Starring: Rachel McAdams, Harrison Ford, Patrick Wilson, Jeff Goldblum, Diane Keaton
Distributor: Paramount Pictures
Runtime: 107 mins. Reviewed in Nov 2011
For integrity’s sake, I should declare a special lack of interest in the topic! My radio is fixed on Radio National (and BBC Radio 4 in the UK) and, definitely, definitely, not fixed on popular breakfast programs. Morning Glory is about one of those TV shows that people glance at as they are getting dressed, cooking and eating breakfast and getting ready to go to work, shows which rely on pop and popular stories, celebrities and weather personalities and so on. This film tries to have its frittata (cooked by Harrison Ford) and eat it as well. It offers criticism of the breakfast show genre but then more than endorses it.(So, perhaps, Radio National listeners and ABC 24 Hour News viewers need to lighten up – only, perhaps, perhaps!)
The writer of The Devil Wears Prada (Aline Brosh McKenna, who also wrote 27 Dresses) offers the same humorous and sardonic tone to the business world and communication world of television. The director of Notting Hill (Roger Michel who also did the serious Changing Lanes) brings the same (rather British) tone of humorous observation of human nature.
It is Rachel McAdams’ film. Since she was one of the Mean Girls (actually, the leader) in 2004, she has had a series of good roles (The Notebook, Red Eye, State of Play, Time Traveller’s Wife and Irene Adler in Sherlock Holmes) and is able to carry this film as a workaholic, overly ambitious morning television producer.

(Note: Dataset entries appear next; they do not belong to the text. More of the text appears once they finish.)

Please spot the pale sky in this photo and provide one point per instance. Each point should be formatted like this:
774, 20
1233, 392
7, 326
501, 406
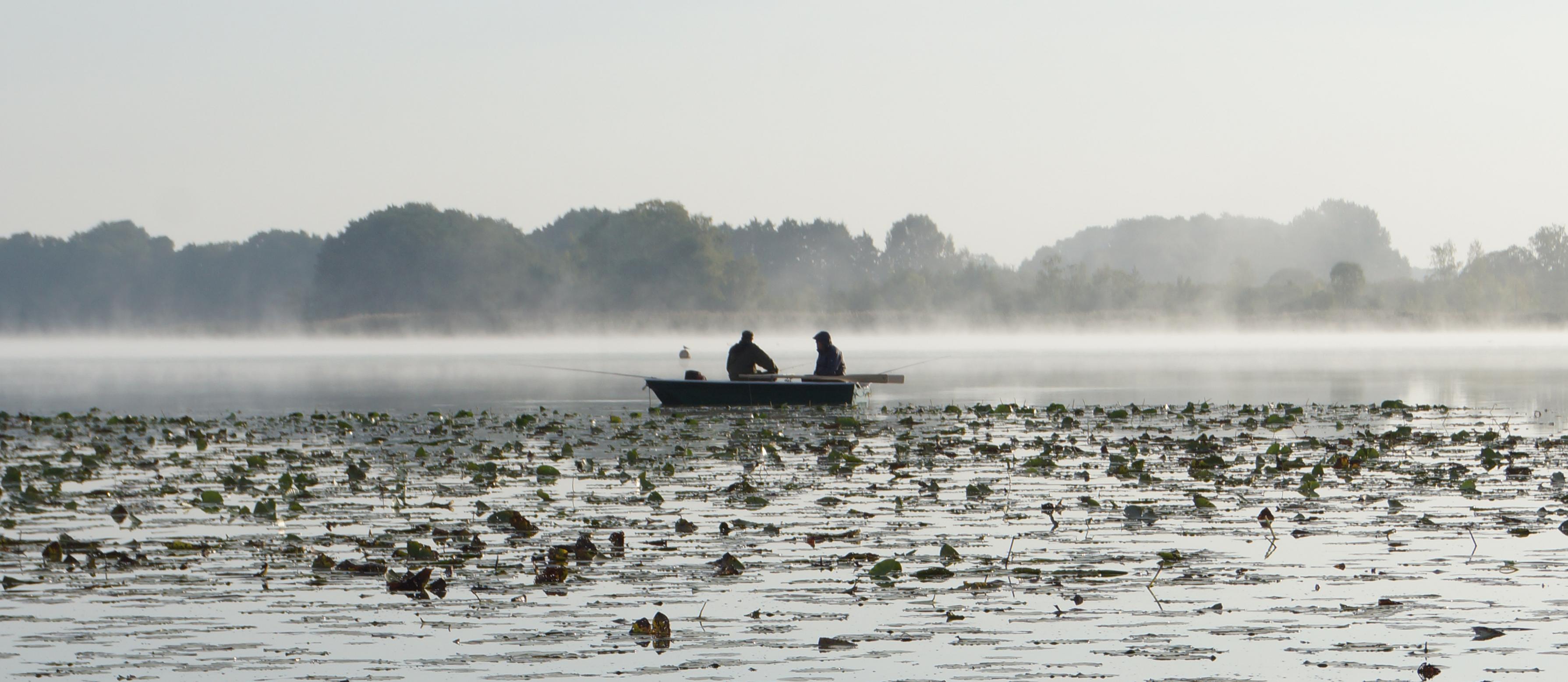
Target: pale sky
1010, 124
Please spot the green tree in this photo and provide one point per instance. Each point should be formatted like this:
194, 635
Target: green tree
418, 259
1348, 280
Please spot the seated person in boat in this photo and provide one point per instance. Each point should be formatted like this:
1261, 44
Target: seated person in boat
745, 358
830, 363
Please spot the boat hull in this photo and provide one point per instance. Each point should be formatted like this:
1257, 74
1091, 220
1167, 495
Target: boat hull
684, 393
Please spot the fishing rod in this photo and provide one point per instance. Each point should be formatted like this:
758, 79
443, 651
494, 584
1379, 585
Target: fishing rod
912, 364
574, 369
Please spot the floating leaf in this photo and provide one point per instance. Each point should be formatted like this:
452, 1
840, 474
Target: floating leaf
885, 568
949, 554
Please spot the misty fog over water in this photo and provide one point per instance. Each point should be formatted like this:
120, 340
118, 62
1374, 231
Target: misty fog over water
216, 377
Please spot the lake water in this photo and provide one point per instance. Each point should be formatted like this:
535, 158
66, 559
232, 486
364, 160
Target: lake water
1402, 535
214, 377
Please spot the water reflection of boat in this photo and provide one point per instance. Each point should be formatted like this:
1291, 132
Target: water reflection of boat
825, 391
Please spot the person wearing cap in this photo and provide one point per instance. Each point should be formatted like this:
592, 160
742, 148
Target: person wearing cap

But, the pleasant surprise of the film is how Harrison Ford can do curmudgeonly and yet make it funny, sometimes appalling, with expert timing. He is the Pulitzer-prize winning journalist who is, according to Patrick Wilson (the love interest here) who was his producer for many years, the third worst person in the world. Ford does sardonic, arrogant, detached, petty, obnoxious (and that is all in front of the TV camera as he co-hosts the morning show). Also along for the ride is Diane Keaton as the on-screen ditzy-merry host who can chortle at even the most absurd of stories or humiliating stunts for the weatherman (Matt Malloy). Offscreen, she is in the Harrison Ford vein.
Jeff Goldblum has the more serious role of company boss – where ratings mean everything.
Actually, a lot of the action is quite trite, as are the stories aired for undiscriminating viewers, who tend to perk up when the co-hosts begin sparring. But, as light entertainment which doesn’t bear too much thinking about, it is a comedy of errors, comedy of upsets, with dialogue which is sometimes spiky, sometimes sparkling.